No centro disso tudo está o próprio Locke que, como se já não bastasse, ainda busca lidar com os próprios demônios e a sombra do pai. O personagem é a maior vítima do brutal individualismo de nossos tempos, já que nenhuma das pessoas com quem mantém contato parece estar interessada no que ele está sofrendo. Quanto mais no sofrimento alheio.

Mas como somos Ivan Locke, já que é ele quem nos conduz pela trama, o filme se torna uma experiência brutal. Ficar no meio desse emaranhado, tentando dar conta da frustração, da carência, da incompreensão, da incompetência e da mesquinhez alheia é exaustante. Os únicos alívios que o filme traz são pequenas explosões do protagonista, que grita e golpeia o volante do carro. Mas só quando não há ninguém ligando ou lhe pedindo atenção. Aí ele retorna para sua voz calma e compreensiva.

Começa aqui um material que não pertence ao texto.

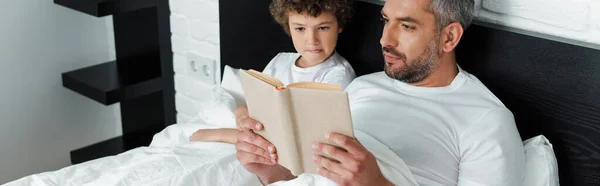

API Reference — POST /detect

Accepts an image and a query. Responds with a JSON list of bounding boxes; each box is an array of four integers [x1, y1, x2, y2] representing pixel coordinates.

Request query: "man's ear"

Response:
[[441, 22, 464, 52]]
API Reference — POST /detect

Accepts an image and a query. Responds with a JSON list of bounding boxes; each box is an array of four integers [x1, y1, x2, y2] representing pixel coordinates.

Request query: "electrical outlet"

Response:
[[187, 52, 216, 84]]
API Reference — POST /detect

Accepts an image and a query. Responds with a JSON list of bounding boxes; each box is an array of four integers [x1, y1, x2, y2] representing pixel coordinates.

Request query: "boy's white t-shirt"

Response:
[[346, 70, 525, 186], [263, 52, 356, 89]]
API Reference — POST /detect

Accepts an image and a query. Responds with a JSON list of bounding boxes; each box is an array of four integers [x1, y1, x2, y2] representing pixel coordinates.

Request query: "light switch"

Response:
[[187, 52, 216, 85]]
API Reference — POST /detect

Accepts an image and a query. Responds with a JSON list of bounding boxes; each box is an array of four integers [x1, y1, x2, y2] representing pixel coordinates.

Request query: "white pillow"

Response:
[[523, 135, 559, 186], [221, 65, 246, 107]]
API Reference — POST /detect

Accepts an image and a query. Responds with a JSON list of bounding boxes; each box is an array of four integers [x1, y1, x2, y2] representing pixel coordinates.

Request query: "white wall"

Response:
[[0, 0, 121, 184], [170, 0, 600, 122], [169, 0, 221, 123]]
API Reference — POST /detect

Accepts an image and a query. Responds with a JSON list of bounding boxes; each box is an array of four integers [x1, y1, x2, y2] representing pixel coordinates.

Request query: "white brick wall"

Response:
[[476, 0, 600, 47], [169, 0, 600, 122], [169, 0, 221, 123]]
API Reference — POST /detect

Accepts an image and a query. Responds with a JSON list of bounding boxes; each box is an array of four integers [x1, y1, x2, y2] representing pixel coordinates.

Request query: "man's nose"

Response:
[[379, 25, 398, 47]]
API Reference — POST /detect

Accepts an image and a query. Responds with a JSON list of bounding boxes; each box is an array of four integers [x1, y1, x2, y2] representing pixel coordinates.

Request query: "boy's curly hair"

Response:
[[269, 0, 354, 35]]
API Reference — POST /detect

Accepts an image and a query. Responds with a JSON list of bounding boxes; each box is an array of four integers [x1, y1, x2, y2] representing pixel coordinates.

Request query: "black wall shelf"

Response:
[[54, 0, 158, 17], [54, 0, 176, 164], [62, 58, 162, 105]]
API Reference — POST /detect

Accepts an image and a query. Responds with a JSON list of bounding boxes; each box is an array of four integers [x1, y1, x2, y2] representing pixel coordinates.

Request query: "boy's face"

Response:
[[288, 12, 342, 62]]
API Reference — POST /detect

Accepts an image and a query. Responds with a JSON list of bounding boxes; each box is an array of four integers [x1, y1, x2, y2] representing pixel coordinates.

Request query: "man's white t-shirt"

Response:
[[346, 70, 525, 186], [263, 52, 356, 89]]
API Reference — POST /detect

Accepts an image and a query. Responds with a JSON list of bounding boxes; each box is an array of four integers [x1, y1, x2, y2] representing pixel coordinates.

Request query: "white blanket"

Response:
[[6, 83, 416, 186], [6, 124, 417, 186]]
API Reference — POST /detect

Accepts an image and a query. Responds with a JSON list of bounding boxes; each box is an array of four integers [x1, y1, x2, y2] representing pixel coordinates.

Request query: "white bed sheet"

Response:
[[6, 124, 260, 186]]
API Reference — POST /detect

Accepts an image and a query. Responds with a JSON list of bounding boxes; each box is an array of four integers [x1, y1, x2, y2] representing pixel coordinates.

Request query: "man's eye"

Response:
[[402, 24, 415, 30], [379, 17, 390, 24]]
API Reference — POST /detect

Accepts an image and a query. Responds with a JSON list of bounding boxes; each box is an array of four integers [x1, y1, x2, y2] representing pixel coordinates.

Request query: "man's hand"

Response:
[[235, 107, 294, 184], [313, 133, 393, 185]]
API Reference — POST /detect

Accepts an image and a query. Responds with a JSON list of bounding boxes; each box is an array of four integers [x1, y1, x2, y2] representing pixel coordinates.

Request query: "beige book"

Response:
[[240, 70, 354, 176]]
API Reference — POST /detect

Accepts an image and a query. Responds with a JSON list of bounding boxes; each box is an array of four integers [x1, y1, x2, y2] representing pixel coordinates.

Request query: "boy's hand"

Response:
[[233, 107, 249, 130], [313, 133, 393, 185], [235, 107, 294, 184]]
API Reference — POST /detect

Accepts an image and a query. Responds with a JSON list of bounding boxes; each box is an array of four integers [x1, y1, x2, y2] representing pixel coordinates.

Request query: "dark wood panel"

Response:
[[54, 0, 158, 17], [457, 25, 600, 186]]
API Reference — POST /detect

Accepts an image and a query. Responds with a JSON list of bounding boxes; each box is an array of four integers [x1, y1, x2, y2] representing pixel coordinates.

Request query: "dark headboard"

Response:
[[219, 0, 600, 186]]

As câmeras de Kinight, que fundem as imagens de Ivan com a estrada, aliadas ao roteiro que não nos deixa respirar, são boa parte do que faz Locke funcionar. Mas sem o trabalho de Hardy o filme simplesmente não funcionaria. Ele cria um personagem que parece estar no limiar de suas forças, buscando uma interpretação minimalista e eficiente. Note como a calma de sua voz oculta uma profunda tensão, só revelada pelos seus trejeitos nervosos (ele pucha a sua barba e meche o cabelo quase compulsivamente) e, claro, pelas explosões de fúria já mencionadas. É um trabalho de gênio.

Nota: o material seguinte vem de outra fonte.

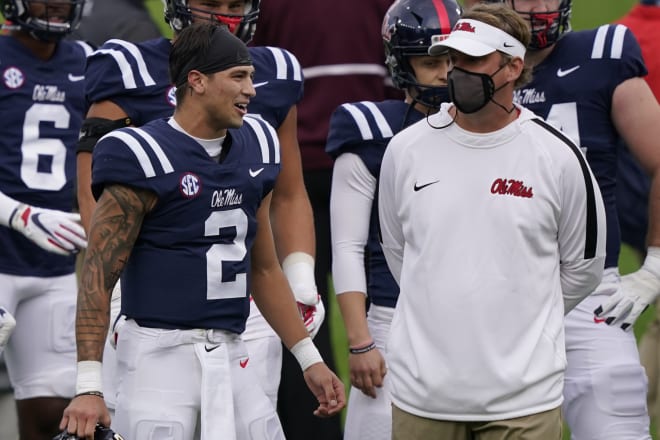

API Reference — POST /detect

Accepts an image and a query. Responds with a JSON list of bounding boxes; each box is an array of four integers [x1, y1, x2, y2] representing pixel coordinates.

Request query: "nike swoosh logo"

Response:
[[249, 168, 264, 177], [557, 65, 580, 78], [413, 180, 440, 191]]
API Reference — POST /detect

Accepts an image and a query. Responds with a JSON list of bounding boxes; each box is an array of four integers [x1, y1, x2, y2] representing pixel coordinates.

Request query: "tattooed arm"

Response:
[[60, 185, 157, 439]]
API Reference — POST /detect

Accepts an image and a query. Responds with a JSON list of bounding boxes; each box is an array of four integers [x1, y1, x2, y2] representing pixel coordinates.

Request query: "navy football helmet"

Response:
[[382, 0, 461, 108], [163, 0, 259, 43], [53, 425, 124, 440], [510, 0, 571, 50], [0, 0, 85, 41]]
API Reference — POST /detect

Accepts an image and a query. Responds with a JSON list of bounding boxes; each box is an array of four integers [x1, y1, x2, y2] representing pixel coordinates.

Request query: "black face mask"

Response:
[[447, 64, 513, 114]]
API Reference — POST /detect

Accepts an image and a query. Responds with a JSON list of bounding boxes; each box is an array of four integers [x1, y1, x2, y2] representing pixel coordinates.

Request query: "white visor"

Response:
[[429, 19, 525, 59]]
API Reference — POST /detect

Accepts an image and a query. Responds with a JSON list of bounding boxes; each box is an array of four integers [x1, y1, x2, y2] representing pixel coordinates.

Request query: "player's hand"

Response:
[[60, 395, 110, 440], [11, 204, 87, 255], [348, 348, 387, 399], [594, 267, 660, 331], [0, 307, 16, 353], [303, 362, 346, 417], [297, 294, 325, 339]]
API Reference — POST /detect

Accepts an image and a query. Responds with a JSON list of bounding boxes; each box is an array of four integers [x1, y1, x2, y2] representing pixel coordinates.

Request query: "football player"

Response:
[[78, 0, 325, 412], [506, 0, 660, 440], [326, 0, 461, 440], [0, 0, 92, 440], [60, 23, 344, 440]]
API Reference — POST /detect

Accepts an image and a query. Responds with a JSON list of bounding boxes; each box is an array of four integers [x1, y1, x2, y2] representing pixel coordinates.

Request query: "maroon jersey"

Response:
[[252, 0, 403, 170]]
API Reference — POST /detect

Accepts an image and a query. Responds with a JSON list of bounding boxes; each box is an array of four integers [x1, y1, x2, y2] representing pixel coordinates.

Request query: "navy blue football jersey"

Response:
[[86, 38, 303, 128], [515, 25, 647, 267], [85, 38, 176, 126], [92, 117, 280, 333], [326, 100, 424, 307], [248, 46, 303, 128], [0, 36, 92, 277]]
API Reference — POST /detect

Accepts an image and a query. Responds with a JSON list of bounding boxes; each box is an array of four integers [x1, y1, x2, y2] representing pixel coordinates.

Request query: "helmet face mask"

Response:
[[381, 0, 461, 108], [511, 0, 571, 50], [53, 425, 124, 440], [163, 0, 259, 43], [0, 0, 85, 41]]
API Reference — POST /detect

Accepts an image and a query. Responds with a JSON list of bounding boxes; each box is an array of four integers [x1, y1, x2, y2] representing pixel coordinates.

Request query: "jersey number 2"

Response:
[[204, 209, 248, 299]]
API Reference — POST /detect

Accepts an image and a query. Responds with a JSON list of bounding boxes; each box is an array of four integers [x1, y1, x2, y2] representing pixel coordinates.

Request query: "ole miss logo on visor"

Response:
[[454, 21, 477, 34]]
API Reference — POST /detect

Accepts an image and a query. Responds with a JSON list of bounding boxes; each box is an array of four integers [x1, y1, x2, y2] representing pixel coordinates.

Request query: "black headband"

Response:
[[174, 26, 252, 87]]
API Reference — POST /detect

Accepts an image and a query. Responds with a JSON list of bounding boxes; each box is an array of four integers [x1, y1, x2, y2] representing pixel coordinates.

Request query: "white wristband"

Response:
[[291, 336, 323, 371], [642, 246, 660, 279], [282, 252, 318, 306], [76, 361, 103, 395]]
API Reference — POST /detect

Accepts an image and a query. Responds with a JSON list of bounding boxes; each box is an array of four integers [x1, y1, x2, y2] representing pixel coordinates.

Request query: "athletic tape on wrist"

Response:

Locke, no fundo, é um exercício de estilo que transborda para fora de si mesmo. O filme nasce com a premissa do confinamento do personagem e da tentativa (com sucesso) de prender a atenção do expectador com tensão narrativa em oposição aos malabarismos e pirotecnias do cinema comercial. É mais que isso, porém. Muito mais.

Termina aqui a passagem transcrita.